Julius, M. (U. of Michigan, School of Public Health, Ann Arbor, MI 48109- 2029), E. Harburg, E. M. Cottington, and E. H. Johnson. Anger-coping types, blood pressure, and all-cause mortality: a follow-up in Tecumseh, Michigan (1971-1983). Am J Epidemiol 1986; 124:220-33.
This study examined prospectively (1971-1983) the relationship between anger-coping types, blood pressure, and all-cause mortality in a sample of men and women aged 30-69 (n = 696) of the Tecumseh Community Health Study. Subjects who indicated that they were likely to suppress their anger in response to two hypothetical anger-provoking situations had 1.7 times the mortality risk of those who expressed their anger (95% confidence interval (CI) = 1.03-3.05). Subjects who suppressed their anger when unjustifiably confronted by their spouse had twice the mortality risk of those who expressed their anger (95% CI = 1.13-3.38). For high vs. low suppressed anger towards a policeman, the mortality risk was 1.24 (95% CI = 0.72-2.14). These relationships were invariant across age, sex, and education groups, even when medical risk factors were adjusted for, i.e., smoking, relative weight, blood pressure, coronary heart disease status, forced expiratory volume at one second (FEV1), and chronic bronchitis. However, suppressed anger measures significantly interacted with elevated blood pressure to predict the highest mortality risk. These results suggest that persons with high mortality risk can be identified in part by how they cope with anger, and by the joint effect of anger-coping type (a behavioral trait) and elevated blood pressure (a biological trait).

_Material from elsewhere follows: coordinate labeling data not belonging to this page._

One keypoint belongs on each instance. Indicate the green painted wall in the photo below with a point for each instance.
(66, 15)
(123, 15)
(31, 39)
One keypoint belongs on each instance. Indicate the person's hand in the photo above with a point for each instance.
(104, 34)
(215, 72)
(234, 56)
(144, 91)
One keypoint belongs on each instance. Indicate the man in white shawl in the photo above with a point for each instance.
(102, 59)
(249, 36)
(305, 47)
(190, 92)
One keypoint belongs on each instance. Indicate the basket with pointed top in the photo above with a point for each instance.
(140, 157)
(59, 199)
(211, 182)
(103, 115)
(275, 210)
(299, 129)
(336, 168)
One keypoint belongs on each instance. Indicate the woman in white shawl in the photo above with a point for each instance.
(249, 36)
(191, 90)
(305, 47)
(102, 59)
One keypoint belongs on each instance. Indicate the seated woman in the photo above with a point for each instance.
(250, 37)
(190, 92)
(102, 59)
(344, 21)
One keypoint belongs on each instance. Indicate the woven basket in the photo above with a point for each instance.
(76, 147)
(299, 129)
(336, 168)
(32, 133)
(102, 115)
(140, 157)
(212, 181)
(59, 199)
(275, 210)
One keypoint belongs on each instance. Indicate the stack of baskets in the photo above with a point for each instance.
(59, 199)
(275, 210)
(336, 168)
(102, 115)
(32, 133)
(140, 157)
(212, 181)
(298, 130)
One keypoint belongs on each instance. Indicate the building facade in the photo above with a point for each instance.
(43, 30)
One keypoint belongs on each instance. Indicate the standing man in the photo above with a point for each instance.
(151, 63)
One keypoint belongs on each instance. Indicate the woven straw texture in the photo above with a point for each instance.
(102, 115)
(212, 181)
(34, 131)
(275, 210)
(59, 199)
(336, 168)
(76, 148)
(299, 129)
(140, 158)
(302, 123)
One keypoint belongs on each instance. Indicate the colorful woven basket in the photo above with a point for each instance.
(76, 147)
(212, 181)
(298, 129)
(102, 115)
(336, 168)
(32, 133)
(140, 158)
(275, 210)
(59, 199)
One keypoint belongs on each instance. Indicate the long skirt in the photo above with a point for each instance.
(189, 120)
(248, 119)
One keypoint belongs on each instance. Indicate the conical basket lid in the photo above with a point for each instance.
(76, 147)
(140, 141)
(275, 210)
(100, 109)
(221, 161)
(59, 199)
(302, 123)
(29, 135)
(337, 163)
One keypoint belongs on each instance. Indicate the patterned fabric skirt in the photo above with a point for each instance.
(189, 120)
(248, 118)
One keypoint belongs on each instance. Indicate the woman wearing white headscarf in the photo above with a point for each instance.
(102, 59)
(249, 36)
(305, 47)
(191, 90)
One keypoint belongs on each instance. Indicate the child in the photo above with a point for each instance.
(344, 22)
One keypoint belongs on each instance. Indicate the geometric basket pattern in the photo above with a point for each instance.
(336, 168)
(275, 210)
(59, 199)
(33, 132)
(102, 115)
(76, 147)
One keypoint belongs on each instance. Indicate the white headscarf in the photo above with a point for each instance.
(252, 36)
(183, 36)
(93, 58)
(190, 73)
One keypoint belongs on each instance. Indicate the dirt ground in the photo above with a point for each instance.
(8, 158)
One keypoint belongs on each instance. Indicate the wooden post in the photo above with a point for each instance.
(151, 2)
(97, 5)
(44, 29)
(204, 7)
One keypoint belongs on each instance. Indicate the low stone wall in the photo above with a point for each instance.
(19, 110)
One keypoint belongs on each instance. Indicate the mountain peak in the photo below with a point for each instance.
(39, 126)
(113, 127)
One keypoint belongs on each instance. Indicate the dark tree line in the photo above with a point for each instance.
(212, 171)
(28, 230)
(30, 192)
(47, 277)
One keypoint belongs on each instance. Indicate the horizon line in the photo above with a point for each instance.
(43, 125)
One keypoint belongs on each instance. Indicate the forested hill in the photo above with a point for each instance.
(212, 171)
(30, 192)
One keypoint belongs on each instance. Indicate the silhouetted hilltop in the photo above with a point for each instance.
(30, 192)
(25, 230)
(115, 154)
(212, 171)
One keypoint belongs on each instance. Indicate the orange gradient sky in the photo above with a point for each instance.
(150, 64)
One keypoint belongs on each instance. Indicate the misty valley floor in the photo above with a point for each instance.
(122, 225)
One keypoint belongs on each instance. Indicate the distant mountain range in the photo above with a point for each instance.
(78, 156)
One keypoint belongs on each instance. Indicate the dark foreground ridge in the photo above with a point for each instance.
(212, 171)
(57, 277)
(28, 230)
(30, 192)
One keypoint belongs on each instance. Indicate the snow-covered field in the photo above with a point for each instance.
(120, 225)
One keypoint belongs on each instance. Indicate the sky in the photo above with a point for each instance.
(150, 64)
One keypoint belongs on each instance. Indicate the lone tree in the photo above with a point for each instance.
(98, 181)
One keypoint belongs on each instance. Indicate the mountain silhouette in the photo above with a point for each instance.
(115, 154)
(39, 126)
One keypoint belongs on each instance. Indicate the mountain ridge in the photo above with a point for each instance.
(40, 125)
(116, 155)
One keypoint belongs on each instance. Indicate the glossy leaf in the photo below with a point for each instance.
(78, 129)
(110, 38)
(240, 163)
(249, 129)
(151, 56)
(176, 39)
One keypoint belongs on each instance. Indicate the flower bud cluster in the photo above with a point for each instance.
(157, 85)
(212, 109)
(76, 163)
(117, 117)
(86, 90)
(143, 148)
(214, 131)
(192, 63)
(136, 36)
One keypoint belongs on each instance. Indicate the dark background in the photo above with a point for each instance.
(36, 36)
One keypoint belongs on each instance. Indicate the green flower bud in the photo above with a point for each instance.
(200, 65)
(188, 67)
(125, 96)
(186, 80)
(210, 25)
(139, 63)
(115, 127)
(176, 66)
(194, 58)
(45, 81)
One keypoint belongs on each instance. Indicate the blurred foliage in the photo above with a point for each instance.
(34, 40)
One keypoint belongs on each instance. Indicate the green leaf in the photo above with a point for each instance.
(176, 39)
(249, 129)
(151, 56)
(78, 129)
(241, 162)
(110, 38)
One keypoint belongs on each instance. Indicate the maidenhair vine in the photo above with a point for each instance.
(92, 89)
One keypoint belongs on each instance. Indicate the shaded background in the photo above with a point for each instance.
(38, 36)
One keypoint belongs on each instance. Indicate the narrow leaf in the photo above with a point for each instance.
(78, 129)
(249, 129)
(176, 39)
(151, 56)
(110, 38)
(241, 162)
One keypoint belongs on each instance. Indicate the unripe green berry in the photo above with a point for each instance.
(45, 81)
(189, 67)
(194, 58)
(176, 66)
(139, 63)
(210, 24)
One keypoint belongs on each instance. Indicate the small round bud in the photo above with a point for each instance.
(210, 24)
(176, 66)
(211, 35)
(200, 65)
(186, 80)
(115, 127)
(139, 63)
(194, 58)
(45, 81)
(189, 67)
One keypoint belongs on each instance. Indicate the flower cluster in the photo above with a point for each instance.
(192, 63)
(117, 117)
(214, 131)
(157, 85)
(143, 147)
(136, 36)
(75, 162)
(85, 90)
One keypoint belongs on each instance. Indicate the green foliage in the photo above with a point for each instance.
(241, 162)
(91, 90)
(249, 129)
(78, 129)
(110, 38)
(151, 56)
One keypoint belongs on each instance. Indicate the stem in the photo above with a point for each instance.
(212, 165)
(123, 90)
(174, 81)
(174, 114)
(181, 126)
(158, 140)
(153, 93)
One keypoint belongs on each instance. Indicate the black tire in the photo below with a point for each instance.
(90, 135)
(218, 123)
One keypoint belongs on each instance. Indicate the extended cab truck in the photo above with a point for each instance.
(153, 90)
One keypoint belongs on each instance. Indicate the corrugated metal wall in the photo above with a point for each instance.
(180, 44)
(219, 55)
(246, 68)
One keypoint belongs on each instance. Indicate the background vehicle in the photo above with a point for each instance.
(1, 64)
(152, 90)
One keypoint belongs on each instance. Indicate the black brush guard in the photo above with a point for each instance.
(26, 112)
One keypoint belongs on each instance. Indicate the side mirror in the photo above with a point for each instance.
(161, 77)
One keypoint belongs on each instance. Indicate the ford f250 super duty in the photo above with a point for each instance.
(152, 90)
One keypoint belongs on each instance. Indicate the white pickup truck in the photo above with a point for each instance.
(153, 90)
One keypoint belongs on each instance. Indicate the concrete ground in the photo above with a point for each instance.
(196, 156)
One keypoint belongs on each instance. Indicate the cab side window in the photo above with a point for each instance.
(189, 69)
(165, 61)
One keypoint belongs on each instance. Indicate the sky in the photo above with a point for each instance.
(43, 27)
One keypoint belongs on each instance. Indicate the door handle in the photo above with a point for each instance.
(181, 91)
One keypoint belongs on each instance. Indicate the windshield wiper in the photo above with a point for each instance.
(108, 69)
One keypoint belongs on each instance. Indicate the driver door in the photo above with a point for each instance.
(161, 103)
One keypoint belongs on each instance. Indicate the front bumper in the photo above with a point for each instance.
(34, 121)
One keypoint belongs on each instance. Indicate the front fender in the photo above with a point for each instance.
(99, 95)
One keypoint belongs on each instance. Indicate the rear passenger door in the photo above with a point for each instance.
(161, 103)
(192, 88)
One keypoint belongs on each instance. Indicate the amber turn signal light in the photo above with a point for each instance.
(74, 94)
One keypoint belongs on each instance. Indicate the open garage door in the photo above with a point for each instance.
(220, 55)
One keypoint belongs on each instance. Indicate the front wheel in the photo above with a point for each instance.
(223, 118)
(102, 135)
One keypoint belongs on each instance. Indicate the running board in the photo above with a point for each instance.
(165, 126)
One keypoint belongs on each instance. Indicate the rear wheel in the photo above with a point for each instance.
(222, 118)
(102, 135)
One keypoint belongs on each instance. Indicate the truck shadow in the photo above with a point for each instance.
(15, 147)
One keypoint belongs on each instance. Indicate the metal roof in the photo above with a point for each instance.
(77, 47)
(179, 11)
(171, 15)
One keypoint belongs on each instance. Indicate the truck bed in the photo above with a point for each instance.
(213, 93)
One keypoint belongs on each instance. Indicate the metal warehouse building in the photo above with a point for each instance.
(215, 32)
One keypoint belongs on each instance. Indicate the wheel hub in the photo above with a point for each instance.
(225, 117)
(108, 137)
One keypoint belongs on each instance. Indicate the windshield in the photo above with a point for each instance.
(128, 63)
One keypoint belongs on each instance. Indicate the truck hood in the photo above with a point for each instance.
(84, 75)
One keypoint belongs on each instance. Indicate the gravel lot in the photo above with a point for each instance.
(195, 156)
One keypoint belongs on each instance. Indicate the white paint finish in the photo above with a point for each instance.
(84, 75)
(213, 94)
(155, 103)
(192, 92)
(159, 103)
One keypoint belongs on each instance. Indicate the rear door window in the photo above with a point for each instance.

anger; blood pressure; follow-up studies; mortality
The association between anger-hostility and health status has long been emphasized by researchers, with particular attention given to cardiovascular disorders such as coronary heart disease and hypertension (1-6), as well as to coronary heart disease complications of hypertension (7). Recent investigations have also indicated that anger-hostility may be the most important “coronary prone behavior” that underlies the confirmed relationship between the Type A behavior pattern and both the incidence of coronary heart disease in prospective studies (8) and the severity of basic coronary artherosclerosis (9, 10).
The purpose of the present study was to examine the relationships between anger-coping types, blood pressure, and all-cause mortality. These anger types, namely keeping “anger in” or letting “anger out” were first suggested by Funkenstein et al. (3), by classifying behaviors to laboratory-induced provocation; later, a self-report measure was developed by Harburg et al.